Em décimo lugar, fazer uma mudança aos "bocadinhos" nem sempre se transforma numa experiência analgésica. Porque duas horas por dia, como tantas vezes os pais levam por diante, não chega para sentir a escola e lutar para fazer parte dela. Logo, fazer depender uma mudança destas "adaptações" é escorregadio. Pode, mesmo, dar indicadores equívocos que sossegam os pais, reconheço, mas que serão muito mais uma "almofada" para as hesitações que os limitam do que terão a ver com a forma como uma criança gere, dentro de si, uma mudança. Ainda assim, haverá três momentos em que as mudanças precisarão de ser melhor pensadas: mudar (de forma pouco refletida) para fugir ao confronto de alguns insucessos. Mudar de forma compulsiva ou repetidamente. E não mudar para não ferir as suscetibilidades seja de quem for.

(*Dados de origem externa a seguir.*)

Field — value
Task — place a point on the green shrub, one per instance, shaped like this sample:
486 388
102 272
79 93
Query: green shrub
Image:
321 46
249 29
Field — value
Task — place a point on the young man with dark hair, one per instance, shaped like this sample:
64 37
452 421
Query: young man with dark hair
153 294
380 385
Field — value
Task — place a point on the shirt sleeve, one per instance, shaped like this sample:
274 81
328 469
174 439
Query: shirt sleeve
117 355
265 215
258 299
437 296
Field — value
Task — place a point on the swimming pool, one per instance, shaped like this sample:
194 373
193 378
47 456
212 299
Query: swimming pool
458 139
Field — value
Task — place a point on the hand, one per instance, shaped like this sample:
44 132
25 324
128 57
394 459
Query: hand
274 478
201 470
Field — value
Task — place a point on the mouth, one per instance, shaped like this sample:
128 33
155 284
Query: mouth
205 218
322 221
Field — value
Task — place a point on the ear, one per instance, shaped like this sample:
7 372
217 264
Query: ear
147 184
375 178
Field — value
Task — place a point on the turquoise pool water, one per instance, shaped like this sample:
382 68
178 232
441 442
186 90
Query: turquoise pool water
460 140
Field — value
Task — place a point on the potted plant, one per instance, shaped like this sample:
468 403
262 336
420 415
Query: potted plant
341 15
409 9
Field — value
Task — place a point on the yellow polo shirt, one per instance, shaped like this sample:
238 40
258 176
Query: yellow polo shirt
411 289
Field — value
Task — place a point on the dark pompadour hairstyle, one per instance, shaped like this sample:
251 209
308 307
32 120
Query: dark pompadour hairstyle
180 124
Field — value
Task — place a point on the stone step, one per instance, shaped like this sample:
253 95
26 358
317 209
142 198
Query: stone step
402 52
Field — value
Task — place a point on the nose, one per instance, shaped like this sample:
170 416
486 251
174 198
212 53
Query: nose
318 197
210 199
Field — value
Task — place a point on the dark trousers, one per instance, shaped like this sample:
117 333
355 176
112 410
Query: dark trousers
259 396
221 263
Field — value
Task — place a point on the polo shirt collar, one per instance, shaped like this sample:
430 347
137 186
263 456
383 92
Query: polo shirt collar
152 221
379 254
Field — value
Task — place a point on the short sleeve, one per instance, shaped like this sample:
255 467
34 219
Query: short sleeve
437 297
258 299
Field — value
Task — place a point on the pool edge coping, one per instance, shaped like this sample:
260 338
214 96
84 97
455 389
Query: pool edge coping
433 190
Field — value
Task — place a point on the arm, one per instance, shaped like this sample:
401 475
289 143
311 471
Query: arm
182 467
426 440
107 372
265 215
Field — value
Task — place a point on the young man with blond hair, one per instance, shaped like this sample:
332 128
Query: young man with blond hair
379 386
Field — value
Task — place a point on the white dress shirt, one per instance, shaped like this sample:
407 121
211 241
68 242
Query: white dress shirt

Finalmente, o que deve estar em primeiro lugar como fator de ponderação numa mudança? O professor ou os professores a quem se confia um filho. E em segundo lugar? A honestidade do projeto educativo. E em terceiro? O recreio, a formação cultural e a educação cívica, lado a lado. E em quarto lugar? O espaço da escola. Escola sem espaços comuns, amigos das crianças, devia persuadir os pais para a mudança.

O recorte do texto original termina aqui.